Business cases put programs 'at risk'

In a budget that focuses on planning and results, only two out of 25 agencies and departments submitted completely satisfactory business cases for their information technology investments.

Starting with the fiscal 2004 budget, released Feb. 3, the Office of Management and Budget is taking a hard line on the business cases agencies submit for their IT programs.

The business cases must meet tough requirements for cost, schedule and performance goals, as well as security. If a business case for a program does not meet all of those requirements, it fails and funding is cut. If it meets some of the requirements, it is put on an "at-risk" list and funding will be withheld.

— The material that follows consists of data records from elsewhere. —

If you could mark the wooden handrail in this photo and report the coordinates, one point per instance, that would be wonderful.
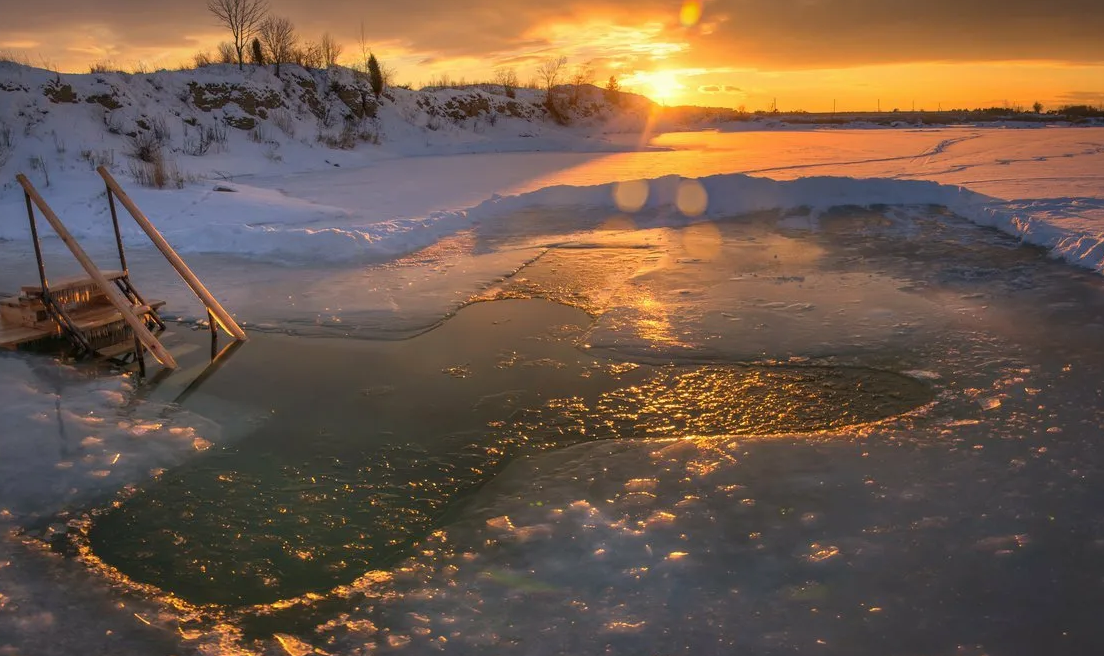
(109, 291)
(221, 316)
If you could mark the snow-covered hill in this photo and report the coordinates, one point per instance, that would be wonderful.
(219, 120)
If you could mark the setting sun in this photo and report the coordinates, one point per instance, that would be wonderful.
(661, 86)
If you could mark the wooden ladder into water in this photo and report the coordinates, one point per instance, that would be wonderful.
(101, 314)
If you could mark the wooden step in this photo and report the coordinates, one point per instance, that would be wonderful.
(60, 285)
(12, 336)
(117, 350)
(97, 316)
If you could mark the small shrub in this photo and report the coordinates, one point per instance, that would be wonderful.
(354, 131)
(112, 123)
(38, 164)
(97, 158)
(103, 66)
(158, 173)
(7, 143)
(145, 146)
(284, 120)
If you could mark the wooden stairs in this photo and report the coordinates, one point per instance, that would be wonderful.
(27, 318)
(101, 313)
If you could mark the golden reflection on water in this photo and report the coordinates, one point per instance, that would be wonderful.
(654, 321)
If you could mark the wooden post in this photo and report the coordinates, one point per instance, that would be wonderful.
(109, 291)
(221, 315)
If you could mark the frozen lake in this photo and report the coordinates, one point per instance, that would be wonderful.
(569, 430)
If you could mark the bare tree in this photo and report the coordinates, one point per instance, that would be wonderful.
(613, 91)
(374, 75)
(331, 50)
(549, 73)
(582, 76)
(226, 53)
(256, 53)
(364, 51)
(242, 18)
(508, 77)
(277, 36)
(309, 55)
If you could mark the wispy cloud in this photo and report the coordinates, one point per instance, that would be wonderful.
(719, 88)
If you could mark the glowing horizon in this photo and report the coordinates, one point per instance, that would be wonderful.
(714, 53)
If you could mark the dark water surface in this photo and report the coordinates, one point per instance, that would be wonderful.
(882, 436)
(369, 444)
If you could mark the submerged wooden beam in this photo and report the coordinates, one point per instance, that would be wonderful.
(109, 291)
(221, 316)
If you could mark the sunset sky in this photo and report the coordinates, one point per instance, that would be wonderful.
(805, 53)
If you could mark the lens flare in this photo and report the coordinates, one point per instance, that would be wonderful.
(690, 13)
(691, 198)
(630, 196)
(702, 241)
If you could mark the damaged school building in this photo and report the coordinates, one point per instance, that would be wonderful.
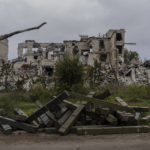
(35, 59)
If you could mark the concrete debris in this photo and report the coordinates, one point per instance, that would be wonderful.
(92, 116)
(105, 53)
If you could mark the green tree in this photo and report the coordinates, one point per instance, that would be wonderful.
(68, 72)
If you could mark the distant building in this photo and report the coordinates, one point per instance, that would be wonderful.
(4, 49)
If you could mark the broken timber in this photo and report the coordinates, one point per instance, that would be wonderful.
(64, 129)
(121, 102)
(15, 124)
(102, 103)
(50, 105)
(7, 129)
(112, 130)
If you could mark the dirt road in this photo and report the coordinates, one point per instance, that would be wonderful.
(23, 141)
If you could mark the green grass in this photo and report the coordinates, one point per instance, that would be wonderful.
(133, 95)
(24, 100)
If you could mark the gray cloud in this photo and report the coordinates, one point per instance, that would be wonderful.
(69, 18)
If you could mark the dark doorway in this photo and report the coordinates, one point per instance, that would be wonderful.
(101, 44)
(119, 49)
(119, 37)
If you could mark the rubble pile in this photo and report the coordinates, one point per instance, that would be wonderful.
(92, 116)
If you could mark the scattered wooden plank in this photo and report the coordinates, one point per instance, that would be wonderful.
(39, 104)
(125, 118)
(15, 124)
(101, 103)
(64, 117)
(140, 109)
(64, 129)
(104, 95)
(112, 130)
(112, 119)
(121, 102)
(7, 129)
(50, 105)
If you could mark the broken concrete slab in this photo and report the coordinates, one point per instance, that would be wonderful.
(19, 125)
(64, 129)
(112, 130)
(121, 102)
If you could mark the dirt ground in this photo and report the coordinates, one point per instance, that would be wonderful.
(24, 141)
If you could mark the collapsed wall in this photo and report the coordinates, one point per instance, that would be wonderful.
(36, 59)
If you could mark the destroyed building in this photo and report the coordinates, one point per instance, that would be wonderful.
(36, 59)
(42, 56)
(108, 49)
(4, 49)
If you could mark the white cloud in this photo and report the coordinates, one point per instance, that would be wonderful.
(69, 18)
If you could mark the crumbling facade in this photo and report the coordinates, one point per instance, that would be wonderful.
(108, 49)
(36, 59)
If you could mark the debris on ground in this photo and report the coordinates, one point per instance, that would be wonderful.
(92, 116)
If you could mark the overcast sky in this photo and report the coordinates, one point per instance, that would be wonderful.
(67, 19)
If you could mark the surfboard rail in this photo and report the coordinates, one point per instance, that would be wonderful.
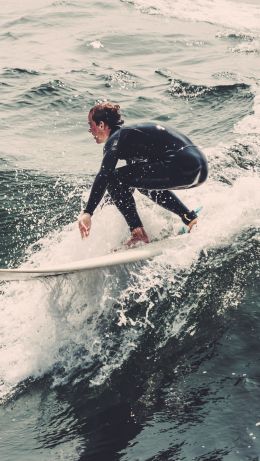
(112, 259)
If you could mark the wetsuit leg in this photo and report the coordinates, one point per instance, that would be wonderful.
(122, 196)
(154, 179)
(167, 200)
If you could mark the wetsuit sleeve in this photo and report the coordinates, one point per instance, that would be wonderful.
(100, 183)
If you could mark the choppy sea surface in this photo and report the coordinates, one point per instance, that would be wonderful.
(157, 360)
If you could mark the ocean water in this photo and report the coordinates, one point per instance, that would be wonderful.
(157, 360)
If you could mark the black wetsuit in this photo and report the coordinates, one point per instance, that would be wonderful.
(157, 159)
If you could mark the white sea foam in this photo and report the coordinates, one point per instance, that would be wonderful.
(223, 12)
(44, 323)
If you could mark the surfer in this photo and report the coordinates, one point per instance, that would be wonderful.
(157, 159)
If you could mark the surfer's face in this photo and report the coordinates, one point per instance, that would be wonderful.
(99, 131)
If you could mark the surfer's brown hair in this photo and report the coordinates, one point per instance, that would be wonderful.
(108, 113)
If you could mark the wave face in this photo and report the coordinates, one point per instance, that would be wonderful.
(156, 360)
(224, 13)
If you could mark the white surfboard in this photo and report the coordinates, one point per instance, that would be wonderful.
(128, 256)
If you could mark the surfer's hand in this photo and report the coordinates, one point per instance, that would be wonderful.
(194, 222)
(84, 224)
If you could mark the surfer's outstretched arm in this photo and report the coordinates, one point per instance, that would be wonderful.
(84, 222)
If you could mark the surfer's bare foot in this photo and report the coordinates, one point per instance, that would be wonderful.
(138, 235)
(194, 222)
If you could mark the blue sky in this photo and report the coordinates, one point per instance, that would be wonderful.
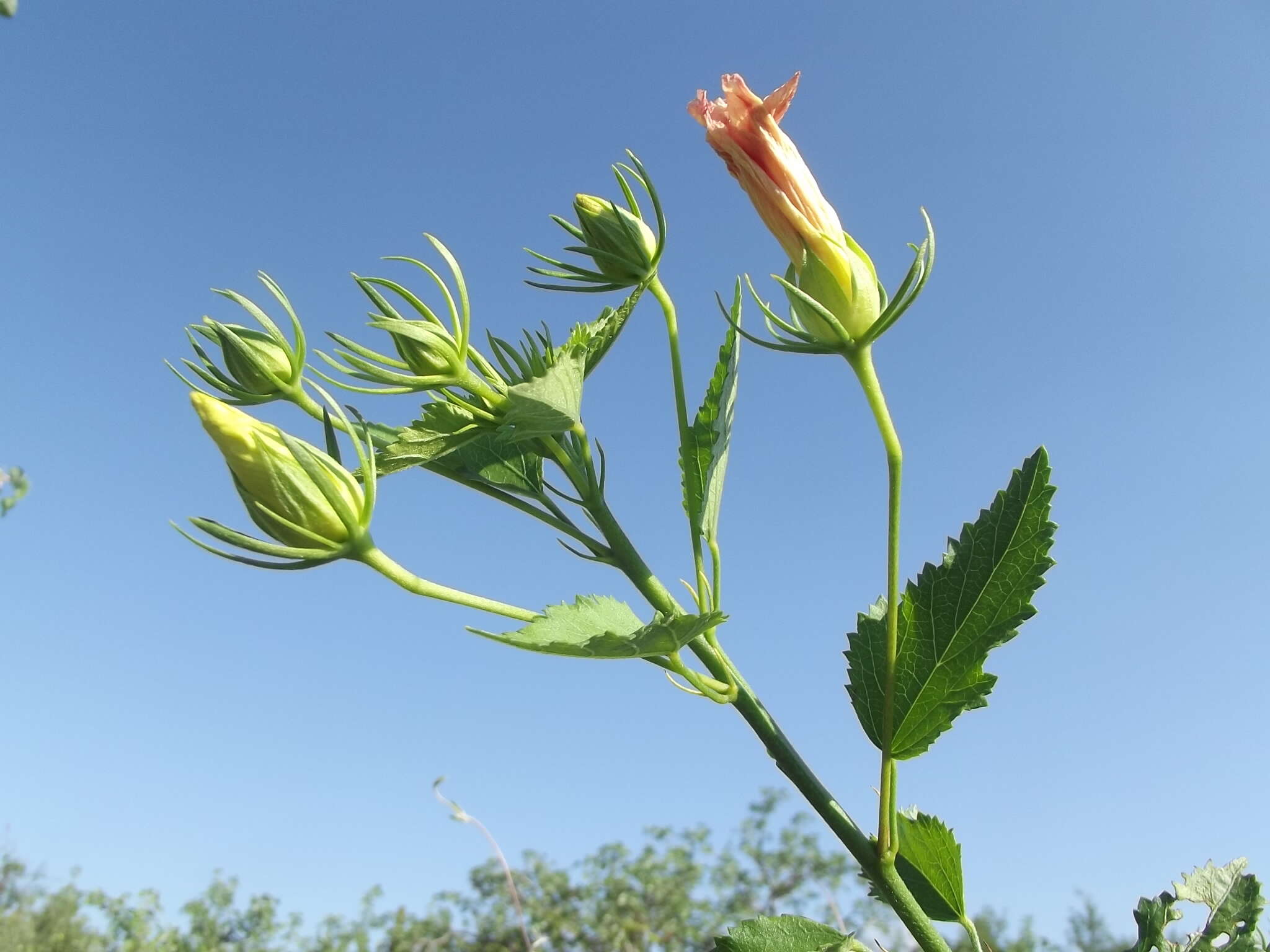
(1096, 175)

Mark Forman, OMB's associate director of IT and e-government, announced last month that in the fiscal 2004 budget more than 700 major projects — representing almost $21 billion of the total $59 billion IT request — are at risk. The budget documents released Monday delve into the specifics of that announcement, highlighting agencies that are doing a good job and agencies that still have work to do.

After submitting revisions, the Environmental Protection Agency and the Small Business Administration both received passing scores on all of their business cases, according to budget documents.

Others, such as the Interior and Labor departments, are on their way toward perfect scores. Only 15 of Labor's 55 business cases were labeled "at risk," but they were all categorized as such because security reviews had not been completed. Those business cases are scheduled for review by the end of March, according to budget documents.

For most other agencies, OMB placed "many" or "the majority" of their business cases on the at-risk list, even though they are all cited as making progress.

For example, OMB placed 15 of the State Department's 24 business cases on the "at risk" list but calls that "a big improvement over last year."